Peter Williams home_pw at msn.com
Sun Oct 25 04:25:39 UTC 2009



There is an unnamed planet with moons named phobos and deimos.

It’s the planet we can refer to as that thing with moons named phobos and deimos.

P and d apparently match some scope patterns, using an IETF-defined pattern matching algebra. The author got overly excited when describing his rule expressions - making it abstruse.

A link element in said anonymously-named planet (now think anonymous-named XRD file) binds copyright metadata (at some other url) to p and d both

Another link-template tells you who to query, to get the XRD of p and then d. The template is a simple url-factory.

At no time did we bother to refer to unnamed planet/xrd as ares, mars or nergal (or whatever else the Mayans, say, called it).

If we wanted to talk about mars (and its XRD) in some formal way (in the UN Planetary Authorities formal book of planets), that naming authority might name it and declare it an official planet (and there would duly be a diplomatic tussle between the French and the English whether fr:mars comes before or after en:mars). 
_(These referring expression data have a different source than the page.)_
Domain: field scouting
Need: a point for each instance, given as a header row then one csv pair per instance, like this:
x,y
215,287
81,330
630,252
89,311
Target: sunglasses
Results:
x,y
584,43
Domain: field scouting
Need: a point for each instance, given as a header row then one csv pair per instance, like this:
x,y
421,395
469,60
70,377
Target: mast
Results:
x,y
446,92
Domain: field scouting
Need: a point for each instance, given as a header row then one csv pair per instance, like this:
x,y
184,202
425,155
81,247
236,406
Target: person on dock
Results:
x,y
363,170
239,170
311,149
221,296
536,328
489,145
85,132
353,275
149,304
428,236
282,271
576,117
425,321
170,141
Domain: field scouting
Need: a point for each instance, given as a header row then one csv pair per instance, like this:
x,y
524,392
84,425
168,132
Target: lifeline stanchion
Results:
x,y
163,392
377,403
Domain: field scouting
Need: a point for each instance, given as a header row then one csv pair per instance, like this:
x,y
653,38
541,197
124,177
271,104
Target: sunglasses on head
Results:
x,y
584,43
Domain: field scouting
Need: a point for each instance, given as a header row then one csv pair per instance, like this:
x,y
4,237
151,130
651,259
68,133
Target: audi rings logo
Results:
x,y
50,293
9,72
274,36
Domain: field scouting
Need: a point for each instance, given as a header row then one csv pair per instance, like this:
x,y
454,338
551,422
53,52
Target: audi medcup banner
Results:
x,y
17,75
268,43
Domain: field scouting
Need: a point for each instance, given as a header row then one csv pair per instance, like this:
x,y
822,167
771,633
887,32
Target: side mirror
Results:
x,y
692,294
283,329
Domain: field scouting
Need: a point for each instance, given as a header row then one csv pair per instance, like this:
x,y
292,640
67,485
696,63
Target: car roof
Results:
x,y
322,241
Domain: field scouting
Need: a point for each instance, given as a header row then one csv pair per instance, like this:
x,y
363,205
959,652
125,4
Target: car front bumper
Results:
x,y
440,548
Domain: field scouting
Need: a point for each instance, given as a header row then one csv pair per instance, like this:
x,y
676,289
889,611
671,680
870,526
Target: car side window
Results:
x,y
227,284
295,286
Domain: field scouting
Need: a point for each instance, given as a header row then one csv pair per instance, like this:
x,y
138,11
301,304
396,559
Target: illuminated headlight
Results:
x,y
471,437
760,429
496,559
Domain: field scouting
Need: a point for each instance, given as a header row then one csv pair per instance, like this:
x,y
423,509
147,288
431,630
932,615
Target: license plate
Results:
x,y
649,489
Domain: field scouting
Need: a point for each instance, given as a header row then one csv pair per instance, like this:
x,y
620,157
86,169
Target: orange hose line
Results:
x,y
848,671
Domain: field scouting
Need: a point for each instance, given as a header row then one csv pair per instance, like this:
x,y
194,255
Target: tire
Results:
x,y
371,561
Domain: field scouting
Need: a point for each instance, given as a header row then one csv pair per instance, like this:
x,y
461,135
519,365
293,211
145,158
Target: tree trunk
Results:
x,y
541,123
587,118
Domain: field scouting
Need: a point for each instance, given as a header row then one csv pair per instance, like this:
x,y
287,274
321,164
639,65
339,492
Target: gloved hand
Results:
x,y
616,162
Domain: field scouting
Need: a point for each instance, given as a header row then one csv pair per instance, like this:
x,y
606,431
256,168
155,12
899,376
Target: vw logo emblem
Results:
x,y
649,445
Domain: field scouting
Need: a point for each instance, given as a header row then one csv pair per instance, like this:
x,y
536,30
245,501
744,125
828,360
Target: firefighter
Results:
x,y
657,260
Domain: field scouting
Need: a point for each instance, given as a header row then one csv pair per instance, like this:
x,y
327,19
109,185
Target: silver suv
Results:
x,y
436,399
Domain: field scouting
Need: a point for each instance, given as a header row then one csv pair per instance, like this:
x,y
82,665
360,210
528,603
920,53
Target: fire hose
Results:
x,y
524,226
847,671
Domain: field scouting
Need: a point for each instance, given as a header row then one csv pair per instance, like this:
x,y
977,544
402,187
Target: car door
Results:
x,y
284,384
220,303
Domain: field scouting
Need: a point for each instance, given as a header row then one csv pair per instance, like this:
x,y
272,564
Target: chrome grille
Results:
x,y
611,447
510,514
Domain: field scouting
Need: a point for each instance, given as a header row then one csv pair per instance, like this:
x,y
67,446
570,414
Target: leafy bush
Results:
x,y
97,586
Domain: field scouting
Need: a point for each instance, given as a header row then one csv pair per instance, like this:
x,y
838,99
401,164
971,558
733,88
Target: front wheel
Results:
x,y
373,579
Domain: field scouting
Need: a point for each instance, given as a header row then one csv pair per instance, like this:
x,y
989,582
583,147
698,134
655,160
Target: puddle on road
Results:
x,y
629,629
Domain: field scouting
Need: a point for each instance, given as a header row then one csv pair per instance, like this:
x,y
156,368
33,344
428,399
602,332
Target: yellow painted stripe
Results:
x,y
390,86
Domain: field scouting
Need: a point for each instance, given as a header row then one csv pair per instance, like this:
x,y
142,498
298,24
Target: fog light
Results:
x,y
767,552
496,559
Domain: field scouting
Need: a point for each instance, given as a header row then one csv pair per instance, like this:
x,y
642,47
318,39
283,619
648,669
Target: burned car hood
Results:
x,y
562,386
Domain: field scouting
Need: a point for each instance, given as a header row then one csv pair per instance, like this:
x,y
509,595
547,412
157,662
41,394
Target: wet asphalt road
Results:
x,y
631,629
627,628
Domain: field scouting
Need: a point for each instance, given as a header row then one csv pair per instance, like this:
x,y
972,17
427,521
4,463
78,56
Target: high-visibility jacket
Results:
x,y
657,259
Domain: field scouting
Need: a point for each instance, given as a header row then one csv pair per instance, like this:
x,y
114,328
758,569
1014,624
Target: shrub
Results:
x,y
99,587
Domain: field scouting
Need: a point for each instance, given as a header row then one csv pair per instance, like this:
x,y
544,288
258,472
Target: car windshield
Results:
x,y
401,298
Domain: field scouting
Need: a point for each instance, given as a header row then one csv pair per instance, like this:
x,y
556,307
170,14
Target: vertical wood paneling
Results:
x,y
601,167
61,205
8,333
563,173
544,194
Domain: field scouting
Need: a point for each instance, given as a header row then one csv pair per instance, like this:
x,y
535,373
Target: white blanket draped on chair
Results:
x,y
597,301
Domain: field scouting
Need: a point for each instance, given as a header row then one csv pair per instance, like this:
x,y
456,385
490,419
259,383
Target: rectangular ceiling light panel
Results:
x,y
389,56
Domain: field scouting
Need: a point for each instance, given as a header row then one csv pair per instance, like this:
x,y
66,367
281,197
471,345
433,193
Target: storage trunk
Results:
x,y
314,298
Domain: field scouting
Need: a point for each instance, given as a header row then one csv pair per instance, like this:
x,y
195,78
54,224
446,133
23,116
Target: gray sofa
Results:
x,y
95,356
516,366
At some point, e.g. Pluto, the name registration might disappear, since not all planets stay planets, and the named planet/xrd pluto might therefore lose its spot in the official registry of planet names. If one uses XRDs as the pages of the official book of planets (English registry), then use xrd.subject = "Mars". To satisfy the ancient Babylonians, also disclose in the XRI is official alias="Nerval". If you know what the Mayans named it, also include alias=<somethingMayan>. In the Greek version of the registry, it would probably be subject=Ἀρης (Ares), and alias=Mars alias=nerval.
 
There are lots of reasons to identify an object using an inverse functional relationship (i.e. scopes) - that avoids a direct naming (or direct aliasing). For one: it avoids declaring a "formal authority" and "formal names" (over which folks typically get all political). So, one MAY avoid all that (where appropriate). 


The subject's presence or absence is nothing more than that for me (not that I know what I'm talking about). 












-----Original Message-----
From: SitG Admin [mailto:sysadmin at shadowsinthegarden.com] 
Sent: Saturday, October 24, 2009 8:36 PM
To: Peter Williams
Cc: openid-general at lists.openid.net
Subject: Re: [OpenID] Comment on new Draft host-meta

>The example however speaks for itself and (formal writing issues aside)
>seems obvious and useful.

Now . . . silly question, here, but it's been bugging me for a while, so:

Why can't the XRD file simply *contain*, in some (optional) 
element(s), the very information that would normally be documented in 
whatever page it was pointing at with the Subject field? In other 
words, if it is (implicitly) its *own* Subject, what (other than more 
bandwidth usage) can result in embedding the rules it will abide by?

I'm overstepping my understanding of XR* here, though, and 
speculating on what Subject is there for.